Healthy Diet: Eat Right and the Right Amount
How many calories you need in a day depends on your sex, age, body type, and how active you are. Generally, active children ages 2 to 8 need between 1,400 and 2,000 calories a day. Active teenage girls and women can consume about 2,200 calories a day without gaining weight. Teenage boys and men who are very active should consume about 3,000 calories a day to maintain their weight. If you’re not active, you calorie needs drop by 400 to 600 calories a day.
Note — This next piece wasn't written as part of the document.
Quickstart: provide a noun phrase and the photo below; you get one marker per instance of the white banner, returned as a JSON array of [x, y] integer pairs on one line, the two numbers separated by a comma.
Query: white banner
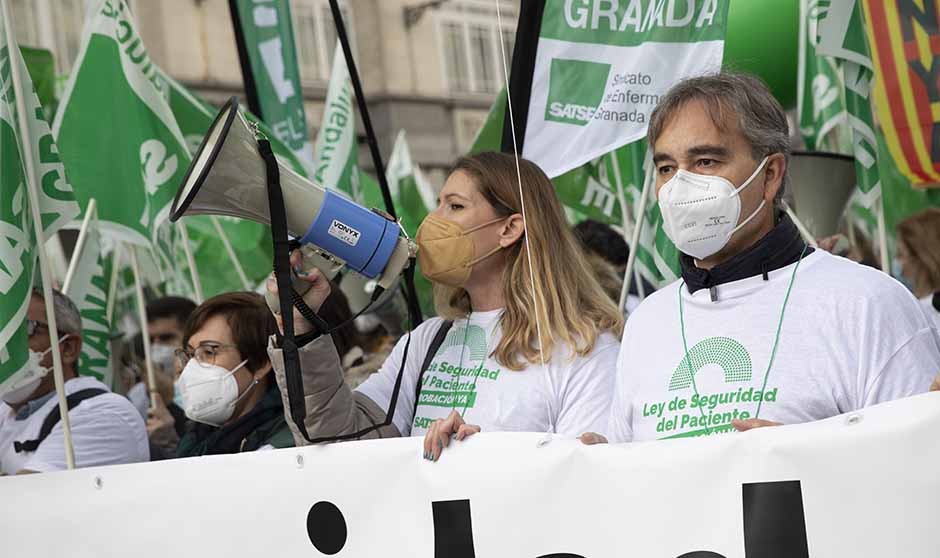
[[864, 485], [601, 68]]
The best way to know how much to eat is to listen to your body, says Donald Novey, MD, an integrative medicine physician with the Advocate Medical Group in Park Ridge, Ill. “Pull away from the table when you’re comfortable but not yet full. Wait about 20 minutes,” he says. “Usually your body says, ‘That’s good.’ If you’re still hungry after that, you might want to eat a little more.”